This blog past was written by our founder: Rachel Paugh BCBA, LBA
There is a lot of controversy surrounding ABA. I have been in the field for over 20 years, and I am aware of the history. I think that it is irresponsible as a practitioner not to acknowledge that huge mistakes were made in the past in our field. To deny that they occurred prevents us from having a trusting relationship with our community.
There was a time when ABA used procedures that were unacceptable. There was a time when the focus was wrong; when ABA was too focused on “compliance” (ie: cooperation without protest) and lacked respect for the autonomy of the children we serve.
I am here to say that there are ABA practitioners out there who do not operate in this manner. I am one of them. Some people call it “assent-based” ABA. My favorite term for it is Hippie ABA, because it speaks to my hippie roots of peace, love, and respect.
Hippie ABA is a practice that provides play-based therapy in the natural environment rather than sitting at a desk all day and doing drills. Our focus is to provide an environment in which our children are “happy, relaxed, and engaged”. We strive to build trust with our children, which means being consistent, caring, and fair.
There is a difference between consent and assent. Consent is given by the parent. For example, a parent consents to the treatment of their child when they sign intake paperwork. Assent, however, comes from the child we are treating. Assent is given when the child verbally or nonverbally participates in treatment, showing that they are comfortable with participating by doing things like smiling and engaging with the instructor.
In Hippie ABA, when we see that the child has removed assent, we do not physically force participation. Hippie ABA practitioners identify what motivates the child, and they use that combined with modification of the environment (antecedent intervention) to increase participation based on assent.
In Hippie ABA, we do not physically touch the child unless we are offering assistance with a task such as gripping a pencil or using a spoon. Another example of physical assistance we might offer is wiping a child’s face; but when we do this, we tell the child what we plan to do and do not physically force cooperation. (Example: “Your face is all chocolatey, so I’m going to clean it for you with this wipe. Here it comes!”)
In Hippie ABA, the instructor is still the boss, but they’re in charge because they earned it by harnessing the trust and motivation of the child instead of being in charge because they demand “compliance”.
In Hippie ABA, we forge transparent relationships with caregivers. We provide a no-judgment zone in which parents feel heard and valued as a member of their child’s team. In addition, we work to identify areas in which parents require additional support and resources, and we help them secure the support that they need. We coach parents rather than “training” them. We put ourselves out of a job by teaching them the strategies that work for their child so they don’t need us anymore one day soon.

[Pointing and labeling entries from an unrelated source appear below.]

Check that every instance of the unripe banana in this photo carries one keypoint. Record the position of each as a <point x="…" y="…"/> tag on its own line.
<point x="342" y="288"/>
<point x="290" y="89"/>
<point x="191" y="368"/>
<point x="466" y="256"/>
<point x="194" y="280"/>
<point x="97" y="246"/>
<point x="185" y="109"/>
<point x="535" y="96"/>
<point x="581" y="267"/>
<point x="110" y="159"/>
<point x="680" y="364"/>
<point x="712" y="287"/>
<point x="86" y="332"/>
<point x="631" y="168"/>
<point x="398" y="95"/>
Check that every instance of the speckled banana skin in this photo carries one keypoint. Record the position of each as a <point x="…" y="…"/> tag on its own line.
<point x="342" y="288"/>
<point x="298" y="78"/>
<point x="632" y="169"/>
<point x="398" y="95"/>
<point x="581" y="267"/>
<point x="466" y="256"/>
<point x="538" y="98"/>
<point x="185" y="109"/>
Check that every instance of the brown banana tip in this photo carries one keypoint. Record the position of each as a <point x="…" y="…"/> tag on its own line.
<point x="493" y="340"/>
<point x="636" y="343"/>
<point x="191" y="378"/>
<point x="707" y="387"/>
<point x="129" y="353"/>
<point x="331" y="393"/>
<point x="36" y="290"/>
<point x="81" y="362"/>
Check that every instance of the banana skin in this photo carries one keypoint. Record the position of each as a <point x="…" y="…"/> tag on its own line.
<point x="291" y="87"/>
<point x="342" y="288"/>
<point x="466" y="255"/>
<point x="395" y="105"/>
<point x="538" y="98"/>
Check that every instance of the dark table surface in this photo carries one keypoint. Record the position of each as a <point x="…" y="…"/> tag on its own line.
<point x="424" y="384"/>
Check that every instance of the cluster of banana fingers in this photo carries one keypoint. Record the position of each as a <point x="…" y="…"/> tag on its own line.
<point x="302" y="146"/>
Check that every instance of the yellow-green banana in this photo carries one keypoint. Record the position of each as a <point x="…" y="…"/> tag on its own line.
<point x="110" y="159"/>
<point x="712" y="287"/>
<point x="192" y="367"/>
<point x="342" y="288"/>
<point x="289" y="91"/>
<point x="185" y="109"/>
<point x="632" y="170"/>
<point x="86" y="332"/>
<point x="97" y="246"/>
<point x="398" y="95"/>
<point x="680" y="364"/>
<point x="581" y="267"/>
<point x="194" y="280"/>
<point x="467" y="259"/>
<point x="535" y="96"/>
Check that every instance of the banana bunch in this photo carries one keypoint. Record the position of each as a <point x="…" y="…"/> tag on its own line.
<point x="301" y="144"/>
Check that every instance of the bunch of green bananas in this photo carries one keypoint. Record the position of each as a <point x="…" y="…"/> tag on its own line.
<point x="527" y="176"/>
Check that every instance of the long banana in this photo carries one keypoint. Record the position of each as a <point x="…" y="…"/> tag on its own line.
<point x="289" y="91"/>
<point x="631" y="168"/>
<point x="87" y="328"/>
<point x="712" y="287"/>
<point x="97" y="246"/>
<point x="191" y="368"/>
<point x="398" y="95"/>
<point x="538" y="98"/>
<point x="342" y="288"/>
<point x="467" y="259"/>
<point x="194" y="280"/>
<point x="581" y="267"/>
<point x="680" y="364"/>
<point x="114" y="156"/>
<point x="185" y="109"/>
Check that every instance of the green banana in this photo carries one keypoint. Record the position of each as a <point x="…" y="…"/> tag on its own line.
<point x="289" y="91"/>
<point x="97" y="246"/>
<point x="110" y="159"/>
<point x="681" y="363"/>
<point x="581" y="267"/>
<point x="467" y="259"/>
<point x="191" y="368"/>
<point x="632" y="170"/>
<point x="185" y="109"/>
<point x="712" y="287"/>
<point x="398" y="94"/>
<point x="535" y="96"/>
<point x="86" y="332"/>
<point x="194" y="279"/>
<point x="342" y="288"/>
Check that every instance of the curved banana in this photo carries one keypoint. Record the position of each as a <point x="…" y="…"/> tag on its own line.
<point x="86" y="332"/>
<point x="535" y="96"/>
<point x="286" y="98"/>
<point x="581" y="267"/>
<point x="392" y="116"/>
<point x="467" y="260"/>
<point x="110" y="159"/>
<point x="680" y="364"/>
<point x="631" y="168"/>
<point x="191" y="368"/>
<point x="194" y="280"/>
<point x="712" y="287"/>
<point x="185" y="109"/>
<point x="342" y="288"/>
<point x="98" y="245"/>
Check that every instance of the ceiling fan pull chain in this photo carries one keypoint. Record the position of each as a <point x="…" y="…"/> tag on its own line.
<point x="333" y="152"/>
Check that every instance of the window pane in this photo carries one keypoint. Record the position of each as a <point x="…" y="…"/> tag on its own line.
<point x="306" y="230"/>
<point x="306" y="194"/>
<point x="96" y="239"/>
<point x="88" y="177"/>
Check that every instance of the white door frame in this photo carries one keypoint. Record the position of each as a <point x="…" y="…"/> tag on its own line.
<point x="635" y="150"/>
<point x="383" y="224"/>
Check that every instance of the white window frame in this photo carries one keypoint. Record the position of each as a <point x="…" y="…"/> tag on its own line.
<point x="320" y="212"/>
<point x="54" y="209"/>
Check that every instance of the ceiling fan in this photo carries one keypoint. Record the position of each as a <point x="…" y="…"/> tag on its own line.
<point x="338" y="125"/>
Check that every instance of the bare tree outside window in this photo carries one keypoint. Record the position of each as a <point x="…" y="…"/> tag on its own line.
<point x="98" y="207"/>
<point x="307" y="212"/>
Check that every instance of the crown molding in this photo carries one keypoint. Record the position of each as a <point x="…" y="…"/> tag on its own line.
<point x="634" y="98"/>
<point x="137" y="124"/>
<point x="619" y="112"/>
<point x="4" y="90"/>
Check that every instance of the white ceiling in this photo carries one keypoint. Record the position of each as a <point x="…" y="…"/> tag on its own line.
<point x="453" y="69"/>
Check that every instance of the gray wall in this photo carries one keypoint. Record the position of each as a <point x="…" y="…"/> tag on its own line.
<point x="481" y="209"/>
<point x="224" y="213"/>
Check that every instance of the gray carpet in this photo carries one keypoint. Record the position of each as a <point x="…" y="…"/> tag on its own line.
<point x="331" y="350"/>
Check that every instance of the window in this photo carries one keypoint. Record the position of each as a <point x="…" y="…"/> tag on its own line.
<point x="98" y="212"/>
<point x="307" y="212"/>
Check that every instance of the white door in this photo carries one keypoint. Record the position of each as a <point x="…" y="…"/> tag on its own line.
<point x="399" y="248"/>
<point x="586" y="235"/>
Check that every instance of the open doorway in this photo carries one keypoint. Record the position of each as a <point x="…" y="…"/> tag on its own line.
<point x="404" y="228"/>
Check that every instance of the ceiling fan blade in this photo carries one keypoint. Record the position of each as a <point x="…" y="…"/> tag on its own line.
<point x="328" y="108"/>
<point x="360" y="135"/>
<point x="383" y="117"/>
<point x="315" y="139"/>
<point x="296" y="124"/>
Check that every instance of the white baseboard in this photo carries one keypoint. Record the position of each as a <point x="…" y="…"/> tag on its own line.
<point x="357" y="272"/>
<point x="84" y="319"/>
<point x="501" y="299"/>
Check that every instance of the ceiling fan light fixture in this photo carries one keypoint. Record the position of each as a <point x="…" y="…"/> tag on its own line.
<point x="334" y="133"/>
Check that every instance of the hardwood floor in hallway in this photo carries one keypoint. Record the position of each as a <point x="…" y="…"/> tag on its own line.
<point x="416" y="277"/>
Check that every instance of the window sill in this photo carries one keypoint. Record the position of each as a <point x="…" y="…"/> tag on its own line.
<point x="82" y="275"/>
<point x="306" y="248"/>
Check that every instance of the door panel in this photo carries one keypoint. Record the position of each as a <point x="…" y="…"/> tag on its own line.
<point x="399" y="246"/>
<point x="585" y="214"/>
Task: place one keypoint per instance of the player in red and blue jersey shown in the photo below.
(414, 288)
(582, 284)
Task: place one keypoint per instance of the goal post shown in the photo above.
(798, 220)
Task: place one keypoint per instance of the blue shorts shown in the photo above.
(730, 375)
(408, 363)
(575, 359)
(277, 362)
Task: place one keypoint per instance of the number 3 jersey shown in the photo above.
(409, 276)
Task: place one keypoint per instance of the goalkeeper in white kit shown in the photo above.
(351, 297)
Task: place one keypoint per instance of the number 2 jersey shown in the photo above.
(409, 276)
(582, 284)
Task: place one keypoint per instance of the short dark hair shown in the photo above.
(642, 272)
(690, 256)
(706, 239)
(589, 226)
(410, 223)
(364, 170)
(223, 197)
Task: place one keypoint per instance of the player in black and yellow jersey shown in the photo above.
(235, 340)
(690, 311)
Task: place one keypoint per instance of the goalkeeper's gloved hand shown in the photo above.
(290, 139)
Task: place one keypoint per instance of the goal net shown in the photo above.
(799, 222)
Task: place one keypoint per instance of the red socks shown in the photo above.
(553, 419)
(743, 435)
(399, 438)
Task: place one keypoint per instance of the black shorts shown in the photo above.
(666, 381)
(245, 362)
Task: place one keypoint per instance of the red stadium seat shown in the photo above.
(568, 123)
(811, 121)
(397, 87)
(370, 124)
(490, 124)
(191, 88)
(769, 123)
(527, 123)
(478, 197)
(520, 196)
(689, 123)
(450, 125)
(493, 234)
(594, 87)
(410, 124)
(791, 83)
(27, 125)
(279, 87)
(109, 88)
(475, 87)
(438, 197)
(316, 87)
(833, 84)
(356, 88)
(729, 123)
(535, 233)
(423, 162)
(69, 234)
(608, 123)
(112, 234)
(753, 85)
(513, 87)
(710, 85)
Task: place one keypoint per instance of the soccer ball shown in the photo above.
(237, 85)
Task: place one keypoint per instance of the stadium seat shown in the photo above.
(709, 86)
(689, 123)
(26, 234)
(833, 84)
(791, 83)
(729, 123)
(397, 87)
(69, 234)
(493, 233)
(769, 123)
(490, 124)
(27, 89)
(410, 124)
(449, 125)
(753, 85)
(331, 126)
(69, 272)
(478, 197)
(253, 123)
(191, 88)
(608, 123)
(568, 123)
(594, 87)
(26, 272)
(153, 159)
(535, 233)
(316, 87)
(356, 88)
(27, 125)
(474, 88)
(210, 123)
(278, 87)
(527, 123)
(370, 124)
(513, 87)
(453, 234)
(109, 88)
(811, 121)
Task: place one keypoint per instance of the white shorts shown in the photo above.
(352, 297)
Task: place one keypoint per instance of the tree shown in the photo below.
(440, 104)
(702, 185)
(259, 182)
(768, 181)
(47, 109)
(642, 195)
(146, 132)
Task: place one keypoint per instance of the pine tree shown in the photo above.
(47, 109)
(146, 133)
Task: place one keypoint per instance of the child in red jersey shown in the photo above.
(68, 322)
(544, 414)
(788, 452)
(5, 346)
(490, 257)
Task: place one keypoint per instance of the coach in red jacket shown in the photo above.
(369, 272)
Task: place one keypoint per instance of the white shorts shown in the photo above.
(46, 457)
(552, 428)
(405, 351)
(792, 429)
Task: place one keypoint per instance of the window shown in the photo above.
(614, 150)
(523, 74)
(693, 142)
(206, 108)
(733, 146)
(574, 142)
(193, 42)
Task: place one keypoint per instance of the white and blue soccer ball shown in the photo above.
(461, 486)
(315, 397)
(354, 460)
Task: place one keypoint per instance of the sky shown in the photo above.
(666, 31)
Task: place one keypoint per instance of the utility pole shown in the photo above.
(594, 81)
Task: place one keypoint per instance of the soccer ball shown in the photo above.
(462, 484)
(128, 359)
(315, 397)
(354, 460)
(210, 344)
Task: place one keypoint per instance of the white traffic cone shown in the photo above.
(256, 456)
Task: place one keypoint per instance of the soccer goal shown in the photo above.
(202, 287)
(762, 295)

Parents and caregivers: please know that providers like us exist. When you are seeking ABA therapy, take the time and interview potential providers. Ask them if they use restraint. Ask them what their core values are and what their thoughts are on the controversy surrounding ABA. If they are someone you can trust, they will provide you with a thoughtful answer rather than becoming irritated or angry. They will answer your questions in a way that aligns with your beliefs, and they will double down by delivering the services they promise.
I am wishing all of you the best outcomes and progress for your children, regardless of which treatment you choose. Because in Hippie ABA, our only wish is to see your child succeed.